Times Colonist

Canucks put beat-down behind them

GAME DAY: VANCOUVER AT FLORIDA, 4 P.M.

- PATRICK JOHNSTON

SUNRISE, Florida — A day to chill and hang loose in Florida instead included a 45-minute practice for the Canucks.

But Vancouver coach Travis Green insisted Wednesday’s workout was not punishment for Tuesday’s 9-2 pasting against the Tampa Bay Lightning.

Green and his staff figured players would be better off getting a skate in to get their minds off the meltdown at Amalie Arena against the Lightning, who have now won eight consecutiv­e games.

“Mentally, it was good to get them on the ice instead of sitting around the hotel and then coming in and doing a morning skate [today],” Green said after the practice at the BB&T Center in Sunrise, the home arena of the Florida Panthers that’s about 30 minutes west of Fort Lauderdale.

“We talked quickly about it,” he said of the setback that snapped the Canucks’ seven-game win streak. “It didn’t seem like it was huge breakdowns, it was just mistakes here and there, and that’s a team that can make you pay, who’ve got some real good shooters on their team.”

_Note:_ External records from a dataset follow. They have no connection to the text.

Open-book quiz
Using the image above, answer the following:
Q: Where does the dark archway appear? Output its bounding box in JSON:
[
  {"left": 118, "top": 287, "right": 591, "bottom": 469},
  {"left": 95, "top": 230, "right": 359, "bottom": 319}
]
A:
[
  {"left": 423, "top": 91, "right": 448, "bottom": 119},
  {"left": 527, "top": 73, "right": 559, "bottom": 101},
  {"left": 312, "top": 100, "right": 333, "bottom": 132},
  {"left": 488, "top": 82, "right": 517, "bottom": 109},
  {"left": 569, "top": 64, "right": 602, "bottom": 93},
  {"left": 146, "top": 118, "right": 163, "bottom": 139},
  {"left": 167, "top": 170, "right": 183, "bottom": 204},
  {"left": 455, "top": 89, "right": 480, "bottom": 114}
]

Tanner Pearson said in some ways it’s easier to get over a tight loss — at least you were in the game, maybe a bounce or two just didn’t go your way.

“When you get shellacked like that, you want to fix ’em pretty quick or else that can happen a lot. So it’s not in a good way but in a bad way, it’s kind of a good thing that happened, so we can nip those things in the bud pretty quick,” he said.

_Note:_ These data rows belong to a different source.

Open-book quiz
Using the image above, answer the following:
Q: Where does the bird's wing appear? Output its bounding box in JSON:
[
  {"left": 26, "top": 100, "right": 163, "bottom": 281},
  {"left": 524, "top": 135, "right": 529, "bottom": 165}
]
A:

The mood in the dressing room during Tuesday’s second intermissi­on was “very down,” several players said. After the game, on the bus to the airport and then the short flight from Tampa to Fort Lauderdale, you could hear a pin drop, Troy Stecher said.

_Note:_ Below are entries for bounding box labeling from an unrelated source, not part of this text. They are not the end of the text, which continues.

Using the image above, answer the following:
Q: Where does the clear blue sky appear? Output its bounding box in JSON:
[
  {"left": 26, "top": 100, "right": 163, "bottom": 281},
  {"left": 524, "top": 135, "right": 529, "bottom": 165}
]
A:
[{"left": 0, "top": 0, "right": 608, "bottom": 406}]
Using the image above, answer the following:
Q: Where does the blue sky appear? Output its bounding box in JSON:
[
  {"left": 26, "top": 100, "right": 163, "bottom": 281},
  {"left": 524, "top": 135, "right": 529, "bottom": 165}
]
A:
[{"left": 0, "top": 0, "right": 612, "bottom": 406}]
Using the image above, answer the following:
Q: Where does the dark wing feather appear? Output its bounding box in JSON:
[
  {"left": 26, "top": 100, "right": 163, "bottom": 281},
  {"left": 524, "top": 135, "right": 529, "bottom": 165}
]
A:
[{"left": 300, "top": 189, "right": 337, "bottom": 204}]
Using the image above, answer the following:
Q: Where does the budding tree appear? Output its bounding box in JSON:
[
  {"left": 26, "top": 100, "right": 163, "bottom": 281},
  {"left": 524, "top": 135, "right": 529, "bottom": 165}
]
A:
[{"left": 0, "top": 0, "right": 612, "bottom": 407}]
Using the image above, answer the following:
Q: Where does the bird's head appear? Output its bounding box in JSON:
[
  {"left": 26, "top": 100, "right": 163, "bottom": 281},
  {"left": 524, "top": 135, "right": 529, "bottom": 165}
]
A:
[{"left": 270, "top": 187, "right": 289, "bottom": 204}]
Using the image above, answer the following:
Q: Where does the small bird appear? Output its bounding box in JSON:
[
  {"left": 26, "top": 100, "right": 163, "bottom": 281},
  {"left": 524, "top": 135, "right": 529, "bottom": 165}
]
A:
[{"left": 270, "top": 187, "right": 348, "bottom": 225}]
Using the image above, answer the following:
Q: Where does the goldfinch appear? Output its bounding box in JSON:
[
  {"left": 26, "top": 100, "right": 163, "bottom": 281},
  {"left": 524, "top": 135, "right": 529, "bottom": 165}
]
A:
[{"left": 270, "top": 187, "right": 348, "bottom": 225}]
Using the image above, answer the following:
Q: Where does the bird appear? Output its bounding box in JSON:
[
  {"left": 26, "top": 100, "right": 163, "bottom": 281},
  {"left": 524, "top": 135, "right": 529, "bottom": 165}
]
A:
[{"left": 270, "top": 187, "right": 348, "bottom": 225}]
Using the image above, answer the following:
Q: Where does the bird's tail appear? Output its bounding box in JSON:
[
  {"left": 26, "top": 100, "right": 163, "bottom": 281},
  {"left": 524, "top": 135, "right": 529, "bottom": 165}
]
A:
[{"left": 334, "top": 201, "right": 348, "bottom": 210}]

There are far worse things in life than what Stecher and his teammates get to do for a living, he added. That said, they know where they stand in the playoff chase. Mistakes can feel so much worse in this context.

But the team has a strong leadership group. They have voices to rely on to pick them up.

“There’s definitely a few individual­s who you can lean on. Eddy [Alex Edler] and Tanny [Tanner Pearson] have been around a long time. Rooster [Antoine Roussel]’s very vocal. Millsy [J.T. Miller] since he’s come in has been a really good leader for us since Day 1, and a lot of people might not know that Marky [Jacob Markstrom] talks a lot, very vocal,” he said. “There’s always guys kind of chipping in with their own little advice and you take the support and just try to be better.”

• Roussel on PP

Roussel said last season he was happy he hit 30 points on the year — he had 31 before a right-knee injury ended his campaign — but he had been aiming for 40.

He has seven points, including five goals, in 15 games this season.

Fifty points, he’s said, is a fever dream.

“If I ever get there, I’m taking the boys to Vegas,” he joked. “But you know, to get that many points, you need power-play time.”

Well, the Frenchman has found himself on the second power-play unit the last few games.

“It’s awesome. I’m trying to make the most of it. It hasn’t been a spot I’ve been used to but I embrace it, it’s fun.

“I touch some pucks, to try to help, recover some pucks. It’s a challenge to try to get better at it every day,” Roussel said after Wednesday’s practice.